Thomas Edison invented the first incandescent lamp in 1879. Three years later Lower Manhattan in New York was one of the first places in the country to be able to switch on an electric light. It took 50 years before 10 percent of American farms were benefitting from electrification. Progress was much faster in New Zealand where two-thirds of the farms were electrified by 1932. Europe outdid them: 80 percent of French and German farms and 100 percent of the farms in Holland and Switzerland were electrified by then.
While populated areas in the U.S. were fast becoming electrified, rural areas were ignored for economic reasons. It was simply too expensive for commercial power companies to string electrical lines through miles and miles of land with very few customers. These companies had to answer to their stockholders. Rural electrification would have had a negative effect on their bottom line.
As early as 1909, president Teddy Roosevelt advocated a cooperative approach to bringing electricity to farms and ranches but it wasn’t until 1938 that Franklin D. Roosevelt dedicated the first rural electric cooperative in Barnesville, Ga., and authorized a 2 percent loan program to make it possible for rural residents to bring electricity to their homes. Forty-thousand people came to the ceremony.
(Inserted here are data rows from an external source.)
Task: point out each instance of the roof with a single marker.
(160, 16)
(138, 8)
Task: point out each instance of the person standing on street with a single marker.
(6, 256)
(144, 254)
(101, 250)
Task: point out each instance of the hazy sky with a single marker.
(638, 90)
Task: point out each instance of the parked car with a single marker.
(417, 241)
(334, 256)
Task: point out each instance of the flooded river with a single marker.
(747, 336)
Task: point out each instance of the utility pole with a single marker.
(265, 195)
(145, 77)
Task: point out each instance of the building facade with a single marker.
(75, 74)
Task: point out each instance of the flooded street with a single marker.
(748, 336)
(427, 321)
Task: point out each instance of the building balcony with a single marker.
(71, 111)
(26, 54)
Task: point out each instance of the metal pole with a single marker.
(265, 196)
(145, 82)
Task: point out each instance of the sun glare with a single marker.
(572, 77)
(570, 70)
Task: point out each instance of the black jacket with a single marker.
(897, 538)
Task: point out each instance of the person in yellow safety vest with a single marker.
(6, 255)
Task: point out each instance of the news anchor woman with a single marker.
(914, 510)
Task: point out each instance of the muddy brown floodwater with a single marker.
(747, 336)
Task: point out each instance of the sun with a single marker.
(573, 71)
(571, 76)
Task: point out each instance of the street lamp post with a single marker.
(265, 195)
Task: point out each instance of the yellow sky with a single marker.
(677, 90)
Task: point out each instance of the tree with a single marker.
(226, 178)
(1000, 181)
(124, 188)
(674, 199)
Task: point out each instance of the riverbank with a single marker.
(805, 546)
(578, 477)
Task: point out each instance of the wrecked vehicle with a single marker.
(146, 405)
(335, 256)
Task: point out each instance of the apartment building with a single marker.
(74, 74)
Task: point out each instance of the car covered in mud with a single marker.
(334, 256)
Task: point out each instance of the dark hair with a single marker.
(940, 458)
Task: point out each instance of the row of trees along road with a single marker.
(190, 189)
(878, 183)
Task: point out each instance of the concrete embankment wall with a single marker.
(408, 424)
Owners of for-profit power companies had scoffed at the idea that “a bunch of poor, dumb farmers” would be able to create and maintain a successful business model. The REA was immediately successful and grew rapidly. They operated for the benefit of their members, delivering profits to them whenever that was possible. There were no investors to appease.
The goal was to improve the quality of life in rural America. No longer would it take two hours to milk 20 cows (which often had to be done in the dark). Milk could be kept at the proper temperature even during the hottest days of summer. Washing and ironing became much less labor-intensive tasks. Children had light to study by and their grades improved. Wood splitting became faster and more efficient. Women no longer aged long before their time, a common phenomena when compared with urban women.
Over time, most U.S. presidents have supported REA although Eisenhower attempted to end the loan program. Jimmy Carter, Lyndon Johnson and Jack Kennedy were proponents. Richard Nixon revised the loan program to five percent, reserving two percent loans only for cases of extreme hardship.
In 1969 a Cooperative Financial corporation was established which became the banking arm and began to provide loans to members for disaster repair.
By 1976, 98 percent of American farms had electricity. In 1980 Ronald Reagan, in an attempt to cut 300 government programs, was thwarted by what had become a powerful national REA lobbying group.
There are 22 REA cooperatives in Colorado. Poudre Valley REA is one of them, established in 1940, with headquarters in Windsor. PVREA has 30 substations and three solar arrays east of Interstate 25. Seven of those substations are in Fort Collins where there are 100 meters per mile. In the rural areas, there’s an average of 9.3 meters per mile.
“It’s a creative grassroots story with a tortured past that has given us much that we now take for granted,” Alexander said.